Garlic is showing a lot of promise for the prevention of some cancers, especially gastric and colorectal cancer.Scientists have yet to positively identify the properties of garlic that fight cancer, but preliminary studies suggest that it works on more than one level. First, it seems to prevent cancer in a couple of ways: by aiding the body in expelling carcinogens, and also by interacting with enzymes that would otherwise help remaining carcinogenic compounds to actually cause cancer. Once cancerous growth has already begun, garlic could help stop it by prompting the body to kill off the cancer cells through the natural process of apoptosis.
Garlic has long been used as a treatment for fungal infections, including athlete’s foot and yeast infections.You can get some of garlic’s antifungal effects by eating a clove or two every day, or you can apply some form of garlic directly to the fungus in question. Spread crushed garlic or a commercially-prepared garlic cream or oil on fungus-infected skin or toenails. Oral thrush can be treated by moving half of a raw garlic clove around the mouth for several minutes every day. Garlic treatment for a yeast infection involves wrapping a clove in a piece of clean, thin cloth or gauze, then tying it off with a string so that a couple inches of cloth hang below the tie. This is inserted into the vagina, where it should be left overnight. If you decide to use any of these remedies, be extremely cautious; garlic has been known to burn the skin or mucus membranes during extended direct contact.

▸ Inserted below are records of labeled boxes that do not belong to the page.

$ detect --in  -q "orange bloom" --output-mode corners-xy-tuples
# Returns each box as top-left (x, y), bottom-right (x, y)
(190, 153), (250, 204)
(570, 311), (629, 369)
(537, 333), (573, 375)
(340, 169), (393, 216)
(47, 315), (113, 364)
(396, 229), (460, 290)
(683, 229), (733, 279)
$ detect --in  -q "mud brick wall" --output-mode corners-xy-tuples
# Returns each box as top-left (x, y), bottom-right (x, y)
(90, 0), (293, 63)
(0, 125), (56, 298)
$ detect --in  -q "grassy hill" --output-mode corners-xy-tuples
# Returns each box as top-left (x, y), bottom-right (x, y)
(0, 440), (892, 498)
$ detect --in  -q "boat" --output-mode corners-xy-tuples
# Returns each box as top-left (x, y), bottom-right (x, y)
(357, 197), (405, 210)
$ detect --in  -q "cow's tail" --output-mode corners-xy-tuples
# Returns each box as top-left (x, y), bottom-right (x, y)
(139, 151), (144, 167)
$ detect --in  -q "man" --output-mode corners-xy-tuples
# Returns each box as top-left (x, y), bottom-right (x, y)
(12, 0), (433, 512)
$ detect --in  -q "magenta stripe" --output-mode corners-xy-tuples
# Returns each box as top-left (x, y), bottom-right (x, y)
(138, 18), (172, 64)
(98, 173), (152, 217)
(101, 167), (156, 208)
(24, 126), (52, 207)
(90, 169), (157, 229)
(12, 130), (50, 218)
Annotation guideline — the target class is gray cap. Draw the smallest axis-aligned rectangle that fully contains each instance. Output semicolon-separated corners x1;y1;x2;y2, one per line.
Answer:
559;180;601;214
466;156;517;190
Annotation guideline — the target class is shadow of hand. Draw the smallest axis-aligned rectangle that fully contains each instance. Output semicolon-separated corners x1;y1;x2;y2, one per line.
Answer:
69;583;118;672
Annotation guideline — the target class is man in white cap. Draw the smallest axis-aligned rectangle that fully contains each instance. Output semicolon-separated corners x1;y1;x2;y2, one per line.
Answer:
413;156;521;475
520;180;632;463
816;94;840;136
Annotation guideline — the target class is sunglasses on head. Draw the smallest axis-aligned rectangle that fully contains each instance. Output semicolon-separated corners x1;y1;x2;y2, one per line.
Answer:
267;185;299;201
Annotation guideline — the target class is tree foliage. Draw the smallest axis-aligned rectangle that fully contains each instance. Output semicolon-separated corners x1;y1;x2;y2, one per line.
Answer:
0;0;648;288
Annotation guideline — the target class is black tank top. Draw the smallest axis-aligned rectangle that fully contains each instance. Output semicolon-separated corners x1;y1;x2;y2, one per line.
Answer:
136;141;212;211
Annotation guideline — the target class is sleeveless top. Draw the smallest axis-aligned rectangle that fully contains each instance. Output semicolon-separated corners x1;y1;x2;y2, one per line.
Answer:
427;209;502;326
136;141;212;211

Another of garlic’s oldest uses is the prevention and treatment of bacterial and viral infections, including the common cold. Garlic’s main antimicrobial component is allicin, which inhibits enzymes that viruses and bacteria need to enter and harm bodily tissues, or to even survive. When taken orally in the form of a raw clove or a supplement, garlic can prevent internal infections like colds and flu, or at least shorten their duration and lessen their symptoms. It seems especially effective in reducing coughs and sore throats. It can also prevent external infections when crushed and rubbed directly onto an open wound and is said to have been used exactly that way on World War I battlefields.
More Garlic Uses
Between its long history in folk medicine and the discoveries of modern medical science, garlic has accumulated almost too many uses to discuss in a single article. We hit on most of the major ones above, but a few others are worth mentioning:
- Several studies have shown garlic to be effective at reducing platelet aggregation in the bloodstream. The plain English translation is that it helps prevent blood clots that can block arteries and lead to stroke or heart attack.
- Garlic contains antioxidant compounds that destroy free radicals. This is good because free radicals are known to mess around with cell structure and DNA, possibly contributing to things like cancer, heart disease, and aging.
- Some, though not all, studies show that garlic can lower blood glucose. If this is the case, garlic could be a helpful supplementary treatment for diabetes.
- The strong smell of garlic is reported to repel insects, including mosquitoes. There are two ways to use garlic against bugs: you can keep them out of your yard by spraying a commercially-prepared garlic oil over the grass, or simply keep them from biting you by eating so much garlic that it seeps out through your skin.